As semelhanças entre “Os delinquentes” e THE MASTERMIND são curiosas. Em ambos, um crime é o disparador de discussões mais abrangentes sobre temas profundos. Ainda assim, são as diferenças entre eles que os tornam expressivos. O primeiro discute um assalto a banco a partir de uma perspectiva filosófica sobre o aproveitamento do tempo, já o segundo lança outro olhar para a efervescência cultural e política dos EUA nas décadas de 1960 e 1970 através dou roubo de obras de arte. Tomando como base um protagonista que se revela cada vez mais patético a cada minuto, a história de crime é um pretexto muito bem utilizado para fazer um estudo alternativo de personagem e de uma época.
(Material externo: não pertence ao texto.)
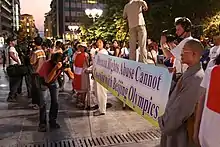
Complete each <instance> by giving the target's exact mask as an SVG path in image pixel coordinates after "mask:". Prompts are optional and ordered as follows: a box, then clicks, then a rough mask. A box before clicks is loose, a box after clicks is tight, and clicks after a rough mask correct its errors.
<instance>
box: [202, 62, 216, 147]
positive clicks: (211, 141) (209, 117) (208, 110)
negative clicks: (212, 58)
mask: <svg viewBox="0 0 220 147" xmlns="http://www.w3.org/2000/svg"><path fill="white" fill-rule="evenodd" d="M214 67H215V66H214ZM214 67H211V68H207V70H206V72H205V76H204V78H203V80H202V83H201V87H204V88H206V98H205V104H204V110H203V113H202V119H201V124H200V132H199V141H200V144H201V147H219V146H220V134H219V133H220V126H219V125H220V114H218V113H216V112H214V111H212V110H210V109H209V108H208V107H207V99H208V91H209V84H210V79H211V72H212V69H213V68H214ZM219 106H220V104H219Z"/></svg>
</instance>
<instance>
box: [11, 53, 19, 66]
mask: <svg viewBox="0 0 220 147" xmlns="http://www.w3.org/2000/svg"><path fill="white" fill-rule="evenodd" d="M9 56H10V57H11V58H12V59H13V60H14V61H15V62H17V63H18V64H20V63H19V62H20V61H19V60H18V58H16V57H15V55H14V53H13V52H9Z"/></svg>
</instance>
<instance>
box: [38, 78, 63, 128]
mask: <svg viewBox="0 0 220 147" xmlns="http://www.w3.org/2000/svg"><path fill="white" fill-rule="evenodd" d="M58 88H59V86H58V84H57V82H54V83H52V84H50V85H48V86H47V87H46V86H44V85H41V87H40V124H46V123H47V116H46V115H47V112H46V110H47V109H46V105H47V102H46V99H47V90H48V89H49V91H50V96H51V105H50V112H49V123H50V124H54V123H56V119H57V114H58V95H59V89H58Z"/></svg>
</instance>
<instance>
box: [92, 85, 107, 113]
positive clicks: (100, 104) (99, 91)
mask: <svg viewBox="0 0 220 147" xmlns="http://www.w3.org/2000/svg"><path fill="white" fill-rule="evenodd" d="M94 88H95V89H94V90H95V95H96V98H97V100H98V105H99V111H100V113H106V104H107V89H105V88H104V87H103V86H102V85H101V84H99V83H98V82H96V81H94Z"/></svg>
(© Imagem Filmes / Divulgação)

No período em questão, JB Mooney é um carpinteiro desempregado que pretende roubar telas em exposição em um museu em Massachusetts. Em torno dele, os EUA vivem as mudanças sociais causadas pela Guerra do Vietnã e pela emergência dos movimentos feminista e hippie. Com o auxílio de outros dois homens, o crime é cometido e as pinturas são escondidas. No entanto, o plano perfeito não se confirma à prova de falhas como se imaginava e uma série de erros fazem com que a vida de JB saia do controle.

Em tese, a diretora Kelly Reichardt fez um heist, um tipo de filme no subgênero de ação que mostra o planejamento e a execução de um crime. Apesar da filiação imediata ao estilo, a narrativa não se restringe às convenções de uma história de assalto. Ela desenvolve uma espécie de comédia de erros que se aproxima daquilo que se encontra em “Fargo: Uma comédia de erros” e “Arizona nunca mais“. As horas antes e depois acumulam uma série de imprevistos, como a obrigação de JB cuidar dos filhos e a dificuldade de esconder os objetos roubados. A ação em si também conta com várias trapalhadas dignas de uma comédia escrachada, como o surgimento de uma testemunha no pior momento e a presença de um segurança na saída do museu. A maneira como essa e outras sequências são filmadas criam um estranhamento que produz um humor pouco usual, a exemplo da aparição de policiais para interrogar o protagonista e a chegada de mafiosos para confrontá-lo.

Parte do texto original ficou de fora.